Lets assume that our array has seven cells in it, thus the hash function needs to generate a number from 0 to 6. Assuming a simple int key, we can use modulus arithmetic to map the key to an int number from 0 to 6. key % 7 yields a number from 0 to 6. A few examples: if key is 10, the function will yield a 3. If key is 45, the function yields a 3. If key is 19, the function yields a 5. If key is 63, the function yields a 0.
lets put these keys in our table assuming they are inserted in the sequence shown above:
hash table --- ---- 0| --|-->|63--|--> |---| ---- 1| --|--> |---| 2| --|--> |---| ---- ---- 3| --|-->|45--|-->|10--|--> |---| ---- ---- 4| --|--> |---| ---- 5| --|-->|19--|--> |---| ---- 6| --|--> |---| 7| --|--> ---
Hash tables are great for maintaining data with keys but notice that the information here is really not ordered in a way that is useful directly. In other words, we can't just generate a sorted list of keys by visiting all nodes in the table. This is an important consideration when deciding on implementations. For example, if the application needs the ability to readyly generate an ordered list of employees, the BST may be a better choice. But, with a reasonable number of cells put aside and a hash function that distributes values well, hash table compares well with BST when performing the operations required in Set.
We first need a node class to implement the linked list that we need for representing chains:
class hashNode {
elementType element_;
hashNode next_;
hashNode (elementType e, hashNode n) {
next_=n;
element_=e;
}
}
hashNode is a simple linked list node. with an element and a reference to the next node.
In looking at the hashTable class, note that there are three fields:
The constructor sets arraySize and assigns null to all cells of the array.
hash is a private method, not accessible outside the class. Math.abs(x.hashCode()) % arraySize_; is what this function returns; it really is the same as the function I shared with you earlier in our example. hashCode() is a method in the String class that returns a whole number that is unique for the string held in x; however, this number may be negative which is why we use Math.abs() to make sure we have its absolute value. % provides the remainder of performing a division of Math.abs(x.hashCode()) by arraySize_.
Very simple process! We again use find to make sure the key is not already in the table as we did with our tree implementation. if we know that the value doesn't exist, we simply insert a new node in front of the chain that we hash into and increment size_. The instruction: t_[hash(x.key())]=new hashNode(x,t_[hash(x.key())]); accomplishes this. hash(x.key()) provides the index of the cell that we hash into, the rest should make sense as we are inserting in front of the chain.
The remove method is designed to hash into the appropriate cell, locate the node that needs to be removed and change references to accomplish this.
Again, we use find to detect the situation where the key is not in the list; if the key is not in the table, we throw our exception.
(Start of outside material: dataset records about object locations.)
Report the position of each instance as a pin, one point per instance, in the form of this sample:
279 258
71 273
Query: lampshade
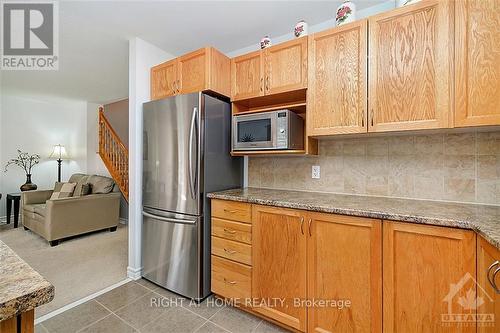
59 152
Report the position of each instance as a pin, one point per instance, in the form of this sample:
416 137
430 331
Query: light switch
316 172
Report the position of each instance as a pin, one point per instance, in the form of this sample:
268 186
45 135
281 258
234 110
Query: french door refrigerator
186 154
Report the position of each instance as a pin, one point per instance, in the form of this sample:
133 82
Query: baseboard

Once, we know that the key does exist, we can decrement size_. We then check to see if the element that we are looking for is front of the chain, if it is, the cell that we hashed into will now reference the next node in the chain (t[hash(key)]=t[hash(key)].next;)
Once we establish that we need to traverse the chain, we establish
a temp node reference. temp will always point to the node
before the one we are considering. Once the node with the object
being deleted is located, next_ in temp is replaced
by the next_ in the node with our key, effectively removing
that node from the chain. The for loop:
for (hashNode temp=t_[hash(k)];temp.next_ != null;temp=temp.next_)
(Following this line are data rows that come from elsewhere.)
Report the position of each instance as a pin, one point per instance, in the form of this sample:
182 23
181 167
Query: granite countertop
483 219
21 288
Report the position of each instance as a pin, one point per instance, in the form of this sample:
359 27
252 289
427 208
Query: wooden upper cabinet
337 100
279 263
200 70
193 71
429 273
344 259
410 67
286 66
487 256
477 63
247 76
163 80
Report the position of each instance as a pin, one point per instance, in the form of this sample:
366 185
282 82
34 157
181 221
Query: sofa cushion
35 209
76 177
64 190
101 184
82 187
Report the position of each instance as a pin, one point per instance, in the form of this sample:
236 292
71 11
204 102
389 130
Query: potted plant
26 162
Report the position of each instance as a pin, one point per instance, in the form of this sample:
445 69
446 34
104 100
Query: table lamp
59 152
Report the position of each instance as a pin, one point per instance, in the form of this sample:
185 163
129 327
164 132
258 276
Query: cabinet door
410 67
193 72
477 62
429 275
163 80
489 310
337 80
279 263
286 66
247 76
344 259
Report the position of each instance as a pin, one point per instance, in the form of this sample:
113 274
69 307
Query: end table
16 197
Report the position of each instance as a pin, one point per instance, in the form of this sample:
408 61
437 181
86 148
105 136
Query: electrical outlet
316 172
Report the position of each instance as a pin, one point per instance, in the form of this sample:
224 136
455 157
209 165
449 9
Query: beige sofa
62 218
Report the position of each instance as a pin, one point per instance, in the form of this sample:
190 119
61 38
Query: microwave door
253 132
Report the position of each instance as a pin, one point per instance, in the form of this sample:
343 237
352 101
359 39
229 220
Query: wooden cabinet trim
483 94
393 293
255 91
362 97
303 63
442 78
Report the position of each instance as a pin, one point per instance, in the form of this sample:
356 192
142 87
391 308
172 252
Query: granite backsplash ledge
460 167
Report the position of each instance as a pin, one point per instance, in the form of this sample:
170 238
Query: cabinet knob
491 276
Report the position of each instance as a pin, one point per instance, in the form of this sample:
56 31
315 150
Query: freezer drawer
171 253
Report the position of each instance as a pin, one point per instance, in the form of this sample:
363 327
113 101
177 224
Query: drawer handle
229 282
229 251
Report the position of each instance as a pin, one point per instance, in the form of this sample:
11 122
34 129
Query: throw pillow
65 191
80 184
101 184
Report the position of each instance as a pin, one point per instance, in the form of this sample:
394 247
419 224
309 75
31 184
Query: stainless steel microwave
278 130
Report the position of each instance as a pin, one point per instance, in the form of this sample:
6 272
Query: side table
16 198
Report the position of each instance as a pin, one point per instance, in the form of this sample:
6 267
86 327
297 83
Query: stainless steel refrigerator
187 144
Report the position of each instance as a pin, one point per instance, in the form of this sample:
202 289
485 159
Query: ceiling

should keep going until the element correct node is found and deleted.
The size method returns size_. As a side note, think about about what would happen if we don't keep track of size with size_. Clearly, in this method, we would need to go through the whole hash table and count all elements. So, by simply keeping a size_ field, the algorithm here is O(1). The alternative would have O(n).
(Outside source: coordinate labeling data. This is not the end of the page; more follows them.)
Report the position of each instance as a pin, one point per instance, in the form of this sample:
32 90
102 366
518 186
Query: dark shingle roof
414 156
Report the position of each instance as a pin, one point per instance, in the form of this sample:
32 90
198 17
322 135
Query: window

Displays all elements using their stringView methods. With the 1st row displaying the chain stemming from cell 0, the 2nd row displaying the chain stemming from the cell 1, and so on.
This method goes through the table the same way as dump did, except that each element is placed in an array of objects and returned when filled up. The array of objects is created at the beginning of the method. Observe that this method, unlike the toArray method in the Tree class does not produce an ordered list. If having an ordered list is important in an application, it is best to use the Tree implementation of Set; if the hashTable implementation is chosen, the array returned will need to be sorted.